RI News. Bengkayang, Kalimantan Barat – Upaya pemerintah dalam memastikan keamanan pangan dan kelestarian lingkungan dalam Program Makan Bergizi Gratis (MBG) menghadapi tantangan di lapangan. Sembilan Satuan Pelayanan Pemenuhan Gizi (SPPG) di Kabupaten Bengkayang terpaksa menghentikan operasionalnya untuk sementara waktu. Penyebab utamanya adalah belum terpenuhinya standar Instalasi Pengolahan Air Limbah (IPAL) dan Sertifikat Laik Higiene Sanitasi (SLHS).
Koordinator Wilayah MBG Kabupaten Bengkayang, Riani, menegaskan bahwa langkah ini merupakan bentuk penyesuaian terhadap regulasi kesehatan dan lingkungan yang semakin ketat. Dari total 19 SPPG yang telah beroperasi di wilayah tersebut, sembilan unit diberhentikan sementara karena belum mengurus SLHS dan IPAL mereka belum sesuai dengan ketentuan terbaru.
“Dari total 19 SPPG yang sudah beroperasi, sembilan di antaranya saat ini diberhentikan sementara karena belum mengurus SLHS dan IPAL yang dimiliki belum memenuhi standar yang ditetapkan,” ujar Riani saat diwawancarai di Bengkayang, Jumat (10/4/2026).

Menurut Riani, keberadaan IPAL sebenarnya telah menjadi persyaratan teknis sejak awal peluncuran program. Namun, banyak fasilitas yang ada masih berbentuk penampungan limbah sederhana, belum memenuhi standar pengolahan air limbah sesuai regulasi lingkungan hidup terkini. Penyesuaian ini dilakukan seiring meningkatnya kesadaran akan potensi dampak operasional dapur MBG terhadap lingkungan sekitar.
“Seluruh SPPG diwajibkan melakukan peningkatan kualitas IPAL agar sesuai standar,” tambahnya.
Selain IPAL, kepemilikan SLHS yang dikeluarkan Dinas Kesehatan menjadi syarat wajib. Sertifikat ini menjamin bahwa seluruh proses pengolahan makanan di dapur SPPG telah memenuhi standar kebersihan dan keamanan pangan, sehingga makanan yang disajikan aman dikonsumsi oleh siswa penerima manfaat.
Durasi penghentian operasional bersifat fleksibel, disesuaikan dengan kesiapan masing-masing SPPG dalam melengkapi dokumen dan infrastruktur yang diperlukan.

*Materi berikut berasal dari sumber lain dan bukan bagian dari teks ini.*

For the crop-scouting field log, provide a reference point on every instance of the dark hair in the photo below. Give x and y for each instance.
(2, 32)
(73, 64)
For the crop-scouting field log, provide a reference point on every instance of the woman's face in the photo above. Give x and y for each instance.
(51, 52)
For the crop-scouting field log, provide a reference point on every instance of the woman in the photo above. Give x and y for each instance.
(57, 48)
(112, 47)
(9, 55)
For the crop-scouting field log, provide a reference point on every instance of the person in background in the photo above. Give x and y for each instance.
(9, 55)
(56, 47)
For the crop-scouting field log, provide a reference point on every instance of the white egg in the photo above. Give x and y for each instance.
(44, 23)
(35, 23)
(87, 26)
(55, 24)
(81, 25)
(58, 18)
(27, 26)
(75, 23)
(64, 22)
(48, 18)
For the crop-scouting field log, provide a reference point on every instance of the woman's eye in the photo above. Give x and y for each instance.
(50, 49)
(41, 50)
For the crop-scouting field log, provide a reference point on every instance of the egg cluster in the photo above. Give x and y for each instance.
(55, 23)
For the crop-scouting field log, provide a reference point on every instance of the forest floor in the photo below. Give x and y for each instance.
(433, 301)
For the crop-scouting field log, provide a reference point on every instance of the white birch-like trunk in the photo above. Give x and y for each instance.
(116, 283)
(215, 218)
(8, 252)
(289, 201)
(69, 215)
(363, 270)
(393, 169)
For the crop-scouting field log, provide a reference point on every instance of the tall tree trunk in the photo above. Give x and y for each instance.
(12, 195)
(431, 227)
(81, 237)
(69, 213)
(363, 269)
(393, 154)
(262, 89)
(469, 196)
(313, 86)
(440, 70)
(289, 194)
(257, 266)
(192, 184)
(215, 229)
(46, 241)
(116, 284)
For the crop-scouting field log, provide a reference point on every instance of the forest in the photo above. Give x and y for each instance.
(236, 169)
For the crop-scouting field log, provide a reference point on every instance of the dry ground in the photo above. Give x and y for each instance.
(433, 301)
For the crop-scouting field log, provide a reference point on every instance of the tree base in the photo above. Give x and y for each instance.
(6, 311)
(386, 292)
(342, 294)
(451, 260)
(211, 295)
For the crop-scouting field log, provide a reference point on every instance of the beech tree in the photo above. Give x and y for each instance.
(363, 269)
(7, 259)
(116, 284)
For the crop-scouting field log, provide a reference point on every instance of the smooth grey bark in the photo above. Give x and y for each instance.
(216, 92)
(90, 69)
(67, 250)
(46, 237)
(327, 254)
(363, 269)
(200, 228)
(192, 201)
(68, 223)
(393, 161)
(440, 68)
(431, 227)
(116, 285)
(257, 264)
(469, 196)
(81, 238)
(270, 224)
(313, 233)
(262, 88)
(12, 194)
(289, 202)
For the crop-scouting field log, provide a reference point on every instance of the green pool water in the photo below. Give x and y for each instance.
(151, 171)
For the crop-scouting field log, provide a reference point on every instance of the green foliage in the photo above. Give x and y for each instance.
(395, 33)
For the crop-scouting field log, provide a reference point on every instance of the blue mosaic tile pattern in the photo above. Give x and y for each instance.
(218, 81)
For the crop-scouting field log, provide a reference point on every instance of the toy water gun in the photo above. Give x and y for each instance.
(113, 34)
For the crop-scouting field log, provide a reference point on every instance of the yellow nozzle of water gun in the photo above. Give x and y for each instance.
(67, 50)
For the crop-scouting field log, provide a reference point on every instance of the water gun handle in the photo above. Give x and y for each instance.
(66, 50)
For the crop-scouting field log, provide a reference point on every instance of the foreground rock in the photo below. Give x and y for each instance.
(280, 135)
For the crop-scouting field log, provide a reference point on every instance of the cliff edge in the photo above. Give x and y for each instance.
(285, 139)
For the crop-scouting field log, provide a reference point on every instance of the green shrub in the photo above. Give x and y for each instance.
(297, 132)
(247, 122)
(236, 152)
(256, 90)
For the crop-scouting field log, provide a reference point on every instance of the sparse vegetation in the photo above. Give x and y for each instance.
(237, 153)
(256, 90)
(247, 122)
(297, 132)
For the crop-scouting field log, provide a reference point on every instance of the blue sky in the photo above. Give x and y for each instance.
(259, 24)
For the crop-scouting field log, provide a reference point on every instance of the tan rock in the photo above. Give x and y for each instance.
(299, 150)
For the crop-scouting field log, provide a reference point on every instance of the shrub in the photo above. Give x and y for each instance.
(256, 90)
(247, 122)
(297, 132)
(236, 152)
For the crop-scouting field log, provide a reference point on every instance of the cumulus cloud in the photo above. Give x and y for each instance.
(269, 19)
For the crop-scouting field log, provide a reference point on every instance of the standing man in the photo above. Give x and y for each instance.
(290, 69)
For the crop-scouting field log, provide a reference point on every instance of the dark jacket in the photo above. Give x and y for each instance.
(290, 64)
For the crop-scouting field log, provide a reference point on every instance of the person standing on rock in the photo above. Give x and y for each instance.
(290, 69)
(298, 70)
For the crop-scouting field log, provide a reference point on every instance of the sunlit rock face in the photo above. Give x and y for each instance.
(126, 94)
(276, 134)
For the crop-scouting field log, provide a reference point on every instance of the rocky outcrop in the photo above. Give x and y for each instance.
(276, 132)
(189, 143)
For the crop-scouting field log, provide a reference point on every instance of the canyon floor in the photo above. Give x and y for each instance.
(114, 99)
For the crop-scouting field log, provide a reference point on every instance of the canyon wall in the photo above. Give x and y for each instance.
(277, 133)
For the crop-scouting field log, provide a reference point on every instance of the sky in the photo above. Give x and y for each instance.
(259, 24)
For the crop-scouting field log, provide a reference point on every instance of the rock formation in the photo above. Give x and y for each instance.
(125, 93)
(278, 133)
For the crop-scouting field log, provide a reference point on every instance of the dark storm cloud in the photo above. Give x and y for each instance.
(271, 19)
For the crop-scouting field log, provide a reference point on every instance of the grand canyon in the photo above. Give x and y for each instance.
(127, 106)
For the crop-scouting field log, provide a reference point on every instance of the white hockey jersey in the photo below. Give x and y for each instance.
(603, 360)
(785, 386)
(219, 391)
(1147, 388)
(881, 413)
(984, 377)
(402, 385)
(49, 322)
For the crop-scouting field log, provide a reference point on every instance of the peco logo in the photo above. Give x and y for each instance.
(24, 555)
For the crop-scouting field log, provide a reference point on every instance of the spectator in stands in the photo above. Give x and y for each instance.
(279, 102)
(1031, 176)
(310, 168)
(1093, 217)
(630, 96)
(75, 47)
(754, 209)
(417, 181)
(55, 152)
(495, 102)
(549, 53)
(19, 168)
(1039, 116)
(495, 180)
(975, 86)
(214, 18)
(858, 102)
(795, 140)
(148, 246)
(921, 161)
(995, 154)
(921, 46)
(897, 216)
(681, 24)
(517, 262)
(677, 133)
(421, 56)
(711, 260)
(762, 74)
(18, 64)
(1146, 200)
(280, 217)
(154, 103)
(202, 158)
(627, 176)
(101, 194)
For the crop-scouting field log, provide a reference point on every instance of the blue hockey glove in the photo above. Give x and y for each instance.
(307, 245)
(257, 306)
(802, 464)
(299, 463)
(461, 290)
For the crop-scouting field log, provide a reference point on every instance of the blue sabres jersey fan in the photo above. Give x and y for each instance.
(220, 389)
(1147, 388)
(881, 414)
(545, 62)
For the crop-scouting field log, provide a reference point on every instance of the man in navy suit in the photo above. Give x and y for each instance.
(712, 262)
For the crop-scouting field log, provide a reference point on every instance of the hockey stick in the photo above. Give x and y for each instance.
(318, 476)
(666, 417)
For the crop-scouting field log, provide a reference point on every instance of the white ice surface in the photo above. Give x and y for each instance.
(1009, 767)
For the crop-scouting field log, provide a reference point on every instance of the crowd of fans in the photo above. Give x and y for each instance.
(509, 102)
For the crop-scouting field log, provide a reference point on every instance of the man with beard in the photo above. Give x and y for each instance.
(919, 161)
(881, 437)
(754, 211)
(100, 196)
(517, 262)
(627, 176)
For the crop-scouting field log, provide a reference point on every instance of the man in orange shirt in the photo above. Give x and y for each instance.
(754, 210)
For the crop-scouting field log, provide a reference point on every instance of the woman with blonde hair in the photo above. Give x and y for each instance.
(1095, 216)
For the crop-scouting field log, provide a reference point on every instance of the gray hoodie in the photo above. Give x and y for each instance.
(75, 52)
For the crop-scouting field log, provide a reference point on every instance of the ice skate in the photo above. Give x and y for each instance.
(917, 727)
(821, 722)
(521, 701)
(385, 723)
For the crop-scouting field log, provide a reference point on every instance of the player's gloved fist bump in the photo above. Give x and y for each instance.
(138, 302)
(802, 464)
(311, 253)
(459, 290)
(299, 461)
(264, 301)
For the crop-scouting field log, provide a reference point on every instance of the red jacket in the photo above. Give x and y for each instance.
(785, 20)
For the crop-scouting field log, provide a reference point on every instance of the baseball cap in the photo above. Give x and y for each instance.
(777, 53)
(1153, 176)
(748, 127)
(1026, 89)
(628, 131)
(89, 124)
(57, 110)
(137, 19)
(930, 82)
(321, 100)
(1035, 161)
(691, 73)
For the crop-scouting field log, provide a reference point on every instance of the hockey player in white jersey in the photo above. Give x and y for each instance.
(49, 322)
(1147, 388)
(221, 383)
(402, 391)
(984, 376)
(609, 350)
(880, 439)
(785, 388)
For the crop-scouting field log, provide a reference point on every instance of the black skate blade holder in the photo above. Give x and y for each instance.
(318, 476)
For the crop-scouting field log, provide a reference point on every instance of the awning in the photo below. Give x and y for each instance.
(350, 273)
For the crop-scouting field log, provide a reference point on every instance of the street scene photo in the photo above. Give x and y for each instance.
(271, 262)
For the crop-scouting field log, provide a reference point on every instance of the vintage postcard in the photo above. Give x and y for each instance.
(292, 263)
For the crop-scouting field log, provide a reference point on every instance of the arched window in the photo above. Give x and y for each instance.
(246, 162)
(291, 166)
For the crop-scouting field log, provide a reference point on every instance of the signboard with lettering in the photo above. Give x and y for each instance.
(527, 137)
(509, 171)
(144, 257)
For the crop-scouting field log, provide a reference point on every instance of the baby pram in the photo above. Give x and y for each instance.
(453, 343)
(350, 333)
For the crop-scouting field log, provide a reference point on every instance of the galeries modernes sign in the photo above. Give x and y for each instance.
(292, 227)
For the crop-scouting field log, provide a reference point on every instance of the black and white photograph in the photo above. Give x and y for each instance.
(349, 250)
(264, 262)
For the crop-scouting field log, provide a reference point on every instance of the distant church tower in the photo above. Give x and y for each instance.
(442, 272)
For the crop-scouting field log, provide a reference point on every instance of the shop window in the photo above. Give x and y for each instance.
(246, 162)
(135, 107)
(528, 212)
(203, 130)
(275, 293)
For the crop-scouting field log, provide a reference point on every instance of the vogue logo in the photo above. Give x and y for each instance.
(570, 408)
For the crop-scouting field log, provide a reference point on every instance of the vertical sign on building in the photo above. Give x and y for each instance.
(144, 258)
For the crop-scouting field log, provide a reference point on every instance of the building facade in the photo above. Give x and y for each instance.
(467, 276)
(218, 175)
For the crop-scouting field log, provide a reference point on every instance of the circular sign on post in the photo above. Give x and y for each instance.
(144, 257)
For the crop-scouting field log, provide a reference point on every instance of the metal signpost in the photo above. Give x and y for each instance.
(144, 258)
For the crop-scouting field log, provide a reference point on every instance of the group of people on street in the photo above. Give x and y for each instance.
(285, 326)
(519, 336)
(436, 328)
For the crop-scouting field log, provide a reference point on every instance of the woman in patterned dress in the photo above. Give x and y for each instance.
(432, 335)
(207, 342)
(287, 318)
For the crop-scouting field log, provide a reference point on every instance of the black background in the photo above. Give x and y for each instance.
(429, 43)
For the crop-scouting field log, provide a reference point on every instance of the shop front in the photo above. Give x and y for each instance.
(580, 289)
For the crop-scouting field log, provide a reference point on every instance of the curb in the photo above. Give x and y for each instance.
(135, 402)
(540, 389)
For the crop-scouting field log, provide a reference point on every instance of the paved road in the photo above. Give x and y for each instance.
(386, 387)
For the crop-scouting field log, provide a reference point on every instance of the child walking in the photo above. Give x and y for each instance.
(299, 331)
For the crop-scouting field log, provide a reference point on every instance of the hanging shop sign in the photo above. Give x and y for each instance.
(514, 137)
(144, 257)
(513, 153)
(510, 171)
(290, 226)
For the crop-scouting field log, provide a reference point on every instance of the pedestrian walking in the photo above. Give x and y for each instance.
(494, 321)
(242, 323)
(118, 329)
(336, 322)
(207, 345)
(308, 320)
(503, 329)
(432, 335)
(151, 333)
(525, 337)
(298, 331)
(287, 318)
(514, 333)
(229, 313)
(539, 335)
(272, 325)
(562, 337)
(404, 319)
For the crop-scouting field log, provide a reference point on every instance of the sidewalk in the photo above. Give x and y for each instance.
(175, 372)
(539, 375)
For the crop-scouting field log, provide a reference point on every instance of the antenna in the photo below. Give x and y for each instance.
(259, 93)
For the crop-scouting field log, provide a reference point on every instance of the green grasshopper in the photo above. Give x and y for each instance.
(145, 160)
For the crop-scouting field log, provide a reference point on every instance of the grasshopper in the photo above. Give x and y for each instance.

Proses perbaikan serta verifikasi diperkirakan memakan waktu antara dua minggu hingga satu bulan, tergantung tingkat kesulitan yang dihadapi setiap unit.
Penghentian sementara ini langsung berdampak pada penyaluran makanan bergizi gratis kepada siswa di sekolah-sekolah sasaran. Selain itu, ratusan relawan yang terlibat dalam operasional dapur juga terdampak. Setiap SPPG yang dihentikan melibatkan sekitar 30 hingga 47 relawan yang untuk sementara tidak bekerja dan tidak menerima upah, karena sistem pembayaran diterapkan berdasarkan hari kerja aktif.
“Dari sembilan dapur yang berhenti, setiap unit melibatkan sekitar 30 hingga 47 relawan yang untuk sementara tidak bekerja dan tidak menerima upah karena sistem pembayaran berbasis hari kerja,” jelas Riani.
Meski demikian, Riani tetap optimistis. Ia berharap seluruh SPPG yang terdampak dapat segera memenuhi persyaratan standar yang ditetapkan. Dengan demikian, operasional dapat kembali normal dan program MBG dapat terus memberikan manfaat gizi optimal bagi anak-anak di Kabupaten Bengkayang, khususnya di wilayah perbatasan yang sering menghadapi tantangan akses pangan bergizi.
Penghentian sementara ini mencerminkan komitmen pemerintah untuk tidak hanya mengejar kuantitas penyaluran makanan, tetapi juga memastikan kualitas dan keberlanjutan program dari aspek kesehatan masyarakat serta perlindungan lingkungan. Proses verifikasi dan peningkatan fasilitas diharapkan dapat menjadi pembelajaran berharga bagi pengelola SPPG di seluruh daerah.